The Chronicles of Riddick – Worst…movie…ever. Worse than Glen or Glenda.

Aliens vs Predators – Oh god, stop the pain. It was so horrible

Contenders I haven’t seen:

Stuff I’ve heard great things about, but haven’t had a chance to see.

Aileen: The Life and Death of a Serial Killer

Robot Stories

The Passion of The Christ

Dawn of the Dead

Man on Fire

Coffee and Cigarettes

Saved!

Napoleon Dynamite

Danny Deckchair

Hero

Sky Captain and the World of Tomorrow

Bubblegum I haven’t seen:

Stuff I know won’t be good, but which just begs to be seen.

The Big Bounce

The Lost Skeleton of Cadavra

Confessions of a Teenage Drama Queen

Eurotrip

Welcome to Mooseport

Broken Lizard’s Club Dread

Hidalgo

The Whole Ten Yards

Ella Enchanted

Van Helsing

Three years ago today

It was three years ago today that Charlene Kish not only said “I will” when asked if she would love me for the rest of my life, but she added my name to the collection of things of mine she had accumulated (which includes my heart).

I may not say it enough here…because I’m not always a sap, but she’s the best person I know, and the one person who inspires me to do more, be a better person, and live life to the fullest.

Since I’ve met her I’ve been to California, Vegas (thrice), and soon to the Carribean.
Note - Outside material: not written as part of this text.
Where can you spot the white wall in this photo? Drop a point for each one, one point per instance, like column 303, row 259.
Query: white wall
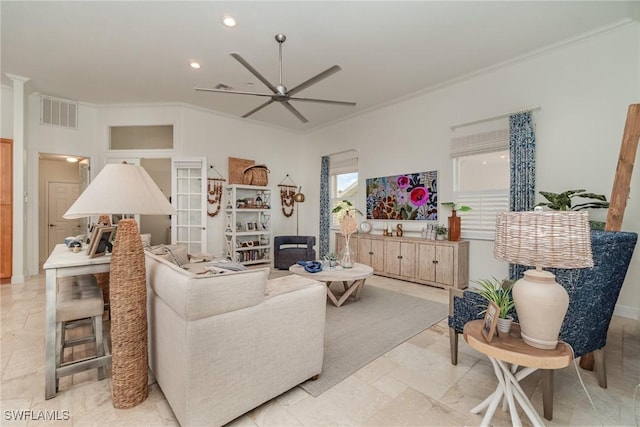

I’ve learned more about my own province than I ever thought possible, and I’ve gained the patience to wait 18 months to move into our house.

Baby, you’re the greatest. Here’s to the best three years of my life, and to many, many more like them.

Who said convergence?

I will admit that I like convergence. I like it when my cell phone can also check movie times. I like it that you can get an instant message on a watch now. I think it’s supremely cool that you can surf TSN.ca on TV…but the convergence that still jazzes me is when TV takes an idea, and then really goes wild with it on the web. TSN did that earlier this week with “The TSN Solution“. It’s been one of the most successfull things we’ve ever done on the web.

How do I know? There are nearly 800 responses, and about 90% of them are positive. I’ve watched the “raw” posts, and they’re all positive as well. It’s generated conversation and debate all over the place, and it has people talking about hockey, when there’s no professional hockey to talk about.

I don’t often toot our horn at TSN.ca, because I don’t think it’s a horn that needs to be tooted, but this is just too cool not to toot.